Riders traveled 1.3 million miles on JUMP e-bikes before the sharing program derailed in March 2020, and on Tuesday the city council took another step toward reviving the popular transit option that could extend to Scotts Valley, Capitola and Watsonville by early 2022.

The Santa Cruz City Council gave the thumbs-up Tuesday to another step toward not only reestablishing a bike-share program in the city but broadening the reach of the popular transit option to much of the county by early next year.

The council unanimously approved a request for proposals (RFP) for a new system to fill the void left when the popular program with e-bike company JUMP derailed in March 2020.

And this time, the plan is for it to be regional, rather than restricted to the Santa Cruz city limits: This version is being developed in partnership with Santa Cruz County; the cities of Capitola, Scotts Valley, Watsonville and Santa Cruz; and UC Santa Cruz and Cabrillo College.

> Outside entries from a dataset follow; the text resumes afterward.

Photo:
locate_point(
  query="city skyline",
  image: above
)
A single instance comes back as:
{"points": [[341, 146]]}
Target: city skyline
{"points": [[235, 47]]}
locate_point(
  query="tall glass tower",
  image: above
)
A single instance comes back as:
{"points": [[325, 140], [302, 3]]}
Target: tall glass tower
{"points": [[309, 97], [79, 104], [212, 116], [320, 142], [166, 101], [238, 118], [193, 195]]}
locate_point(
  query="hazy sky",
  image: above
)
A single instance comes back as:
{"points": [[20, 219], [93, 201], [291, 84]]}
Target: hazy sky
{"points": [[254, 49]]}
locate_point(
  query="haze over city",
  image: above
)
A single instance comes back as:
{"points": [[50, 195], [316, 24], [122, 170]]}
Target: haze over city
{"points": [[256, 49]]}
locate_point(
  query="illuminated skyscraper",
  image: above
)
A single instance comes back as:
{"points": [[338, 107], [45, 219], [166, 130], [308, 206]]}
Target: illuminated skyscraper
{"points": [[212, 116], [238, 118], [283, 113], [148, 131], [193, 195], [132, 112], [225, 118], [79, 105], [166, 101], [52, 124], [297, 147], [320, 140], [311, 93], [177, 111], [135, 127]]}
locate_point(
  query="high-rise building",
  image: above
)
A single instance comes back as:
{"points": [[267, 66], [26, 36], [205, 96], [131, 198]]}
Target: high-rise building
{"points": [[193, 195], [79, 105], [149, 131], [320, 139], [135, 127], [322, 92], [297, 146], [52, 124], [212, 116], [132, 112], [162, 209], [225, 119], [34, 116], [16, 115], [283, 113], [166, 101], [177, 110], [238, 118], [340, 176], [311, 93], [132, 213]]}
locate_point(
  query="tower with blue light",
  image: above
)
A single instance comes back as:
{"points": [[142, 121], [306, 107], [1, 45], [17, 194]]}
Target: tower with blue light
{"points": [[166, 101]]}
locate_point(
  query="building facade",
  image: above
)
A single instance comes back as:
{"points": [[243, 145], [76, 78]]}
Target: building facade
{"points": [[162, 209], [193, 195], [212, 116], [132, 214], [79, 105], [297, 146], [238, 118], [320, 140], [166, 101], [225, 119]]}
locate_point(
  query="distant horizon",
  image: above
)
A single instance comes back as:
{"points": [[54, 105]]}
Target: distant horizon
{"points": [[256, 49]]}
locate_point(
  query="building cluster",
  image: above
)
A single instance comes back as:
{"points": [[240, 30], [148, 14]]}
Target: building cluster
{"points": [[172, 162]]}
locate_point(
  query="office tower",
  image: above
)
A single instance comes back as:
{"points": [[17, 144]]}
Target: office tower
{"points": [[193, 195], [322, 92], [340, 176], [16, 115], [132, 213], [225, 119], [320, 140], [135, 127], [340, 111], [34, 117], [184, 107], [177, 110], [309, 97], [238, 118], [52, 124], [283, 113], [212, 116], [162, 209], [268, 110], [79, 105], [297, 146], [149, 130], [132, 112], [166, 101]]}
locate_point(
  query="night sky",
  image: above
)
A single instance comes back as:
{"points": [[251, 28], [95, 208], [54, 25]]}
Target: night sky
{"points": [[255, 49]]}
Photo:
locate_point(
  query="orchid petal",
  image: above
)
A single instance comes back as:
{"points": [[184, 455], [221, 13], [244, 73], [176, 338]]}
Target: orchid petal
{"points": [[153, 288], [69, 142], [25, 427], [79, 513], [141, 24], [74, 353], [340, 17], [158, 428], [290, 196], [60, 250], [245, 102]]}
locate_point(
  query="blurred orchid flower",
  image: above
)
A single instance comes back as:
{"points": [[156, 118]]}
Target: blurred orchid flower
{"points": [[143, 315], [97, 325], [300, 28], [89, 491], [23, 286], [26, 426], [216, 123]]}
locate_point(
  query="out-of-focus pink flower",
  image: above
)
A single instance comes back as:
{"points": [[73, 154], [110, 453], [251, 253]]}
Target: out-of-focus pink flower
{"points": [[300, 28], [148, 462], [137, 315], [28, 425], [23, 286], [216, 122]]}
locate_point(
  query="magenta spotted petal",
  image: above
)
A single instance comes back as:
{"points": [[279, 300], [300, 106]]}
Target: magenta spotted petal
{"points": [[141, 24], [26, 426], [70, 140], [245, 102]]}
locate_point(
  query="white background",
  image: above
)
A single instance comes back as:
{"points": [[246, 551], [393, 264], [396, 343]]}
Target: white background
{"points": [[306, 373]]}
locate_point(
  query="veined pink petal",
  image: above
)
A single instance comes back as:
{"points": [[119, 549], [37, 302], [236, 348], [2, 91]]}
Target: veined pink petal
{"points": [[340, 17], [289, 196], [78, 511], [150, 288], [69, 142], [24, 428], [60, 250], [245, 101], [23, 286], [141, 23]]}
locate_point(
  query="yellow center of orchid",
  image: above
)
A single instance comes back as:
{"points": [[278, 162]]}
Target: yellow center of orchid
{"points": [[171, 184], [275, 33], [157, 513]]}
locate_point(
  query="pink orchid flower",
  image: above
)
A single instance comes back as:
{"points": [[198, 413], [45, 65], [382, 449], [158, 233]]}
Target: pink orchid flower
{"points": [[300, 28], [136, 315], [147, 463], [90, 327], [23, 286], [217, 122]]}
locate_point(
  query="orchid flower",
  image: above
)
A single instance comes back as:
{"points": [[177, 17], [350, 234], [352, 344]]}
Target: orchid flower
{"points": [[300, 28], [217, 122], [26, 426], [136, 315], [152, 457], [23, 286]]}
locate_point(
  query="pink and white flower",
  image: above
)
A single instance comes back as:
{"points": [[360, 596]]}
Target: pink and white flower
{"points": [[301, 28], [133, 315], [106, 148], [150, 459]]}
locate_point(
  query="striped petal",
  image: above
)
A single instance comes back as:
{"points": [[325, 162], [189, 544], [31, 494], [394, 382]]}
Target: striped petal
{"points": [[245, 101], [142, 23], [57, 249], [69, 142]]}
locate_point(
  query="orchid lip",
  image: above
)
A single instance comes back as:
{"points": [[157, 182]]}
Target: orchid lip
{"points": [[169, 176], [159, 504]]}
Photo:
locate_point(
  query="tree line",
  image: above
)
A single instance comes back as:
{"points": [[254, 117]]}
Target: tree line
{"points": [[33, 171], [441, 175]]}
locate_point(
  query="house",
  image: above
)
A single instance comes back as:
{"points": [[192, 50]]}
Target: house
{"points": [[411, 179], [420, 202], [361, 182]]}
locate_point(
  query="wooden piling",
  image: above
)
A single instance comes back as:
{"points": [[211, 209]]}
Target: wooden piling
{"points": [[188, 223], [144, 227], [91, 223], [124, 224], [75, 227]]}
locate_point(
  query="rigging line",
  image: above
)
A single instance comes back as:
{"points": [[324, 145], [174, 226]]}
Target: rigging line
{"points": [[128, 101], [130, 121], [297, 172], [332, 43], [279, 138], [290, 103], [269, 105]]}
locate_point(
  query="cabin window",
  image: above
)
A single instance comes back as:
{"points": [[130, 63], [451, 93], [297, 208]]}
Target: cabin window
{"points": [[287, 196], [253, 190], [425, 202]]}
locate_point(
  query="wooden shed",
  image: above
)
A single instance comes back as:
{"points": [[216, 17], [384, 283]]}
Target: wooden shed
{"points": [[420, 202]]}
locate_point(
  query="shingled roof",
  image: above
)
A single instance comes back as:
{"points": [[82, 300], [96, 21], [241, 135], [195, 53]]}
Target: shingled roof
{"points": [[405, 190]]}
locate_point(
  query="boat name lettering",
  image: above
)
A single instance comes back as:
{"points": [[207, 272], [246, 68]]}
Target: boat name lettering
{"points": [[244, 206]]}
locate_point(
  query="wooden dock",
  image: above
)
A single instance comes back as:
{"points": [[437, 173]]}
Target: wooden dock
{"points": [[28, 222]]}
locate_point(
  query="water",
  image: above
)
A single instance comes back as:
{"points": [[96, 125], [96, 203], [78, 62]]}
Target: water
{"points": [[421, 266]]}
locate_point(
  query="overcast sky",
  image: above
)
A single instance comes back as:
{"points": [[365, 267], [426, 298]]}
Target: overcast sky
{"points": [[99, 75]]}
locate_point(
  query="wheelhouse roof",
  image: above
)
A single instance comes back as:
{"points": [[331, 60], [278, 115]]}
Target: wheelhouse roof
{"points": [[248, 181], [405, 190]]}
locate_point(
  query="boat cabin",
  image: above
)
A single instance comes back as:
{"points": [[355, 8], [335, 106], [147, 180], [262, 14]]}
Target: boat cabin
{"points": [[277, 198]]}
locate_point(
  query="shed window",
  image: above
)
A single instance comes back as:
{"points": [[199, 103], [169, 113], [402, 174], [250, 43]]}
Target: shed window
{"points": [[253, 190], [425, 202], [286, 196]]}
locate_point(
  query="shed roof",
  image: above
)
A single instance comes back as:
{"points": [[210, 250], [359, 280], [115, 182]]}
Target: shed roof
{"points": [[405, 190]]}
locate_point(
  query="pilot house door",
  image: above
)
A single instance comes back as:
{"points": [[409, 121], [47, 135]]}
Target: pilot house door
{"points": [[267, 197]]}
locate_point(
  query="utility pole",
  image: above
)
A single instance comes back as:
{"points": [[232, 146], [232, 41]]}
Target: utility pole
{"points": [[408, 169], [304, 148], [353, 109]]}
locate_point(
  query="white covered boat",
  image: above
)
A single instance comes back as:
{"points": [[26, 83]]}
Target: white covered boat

The city aims to release the RFP in August, select a vendor in September and launch the new program in early 2022.

Councilmembers and a member of the public raised some concerns about issues that arose during the city’s deal with JUMP, including bikes inappropriately parked and inadequate customer service, and whether the new program would include scooters and other mobility options.

City transportation planner Claire Gallogly said most of the issues would be addressed with specifications in the RFP, and councilmembers seemed to agree.

“This is something that so many people in our community — although there’s still concerns around where bikes get parked — so many people were using these,” councilmember Justin Cummings said. “I personally used my car way less when this program was around.”

The JUMP bike program, which was active in Santa Cruz from June 2018 to March 2020, was widely popular: During its brief existence, riders in Santa Cruz completed more than 683,000 trips totaling more than 1.3 million miles. Each bike was used on average more than four times per day, and the average trip was 1.9 miles.

But the program fell apart when JUMP was acquired first by Uber and then sold off to Lime, a company that also offers electric scooters.

After the acquisition, scooters would have been included in the contract with Lime, substantially changing the agreement so that “we didn’t feel like in good faith we could continue on with that,” Gallogly said. “There were other vendors that offered [scooters] that hadn’t been able to compete for the public contract.”

So the 500 or so JUMP bikes around town vanished, never to be seen again.

Now, the RFP is the next step in bringing e-bikes back.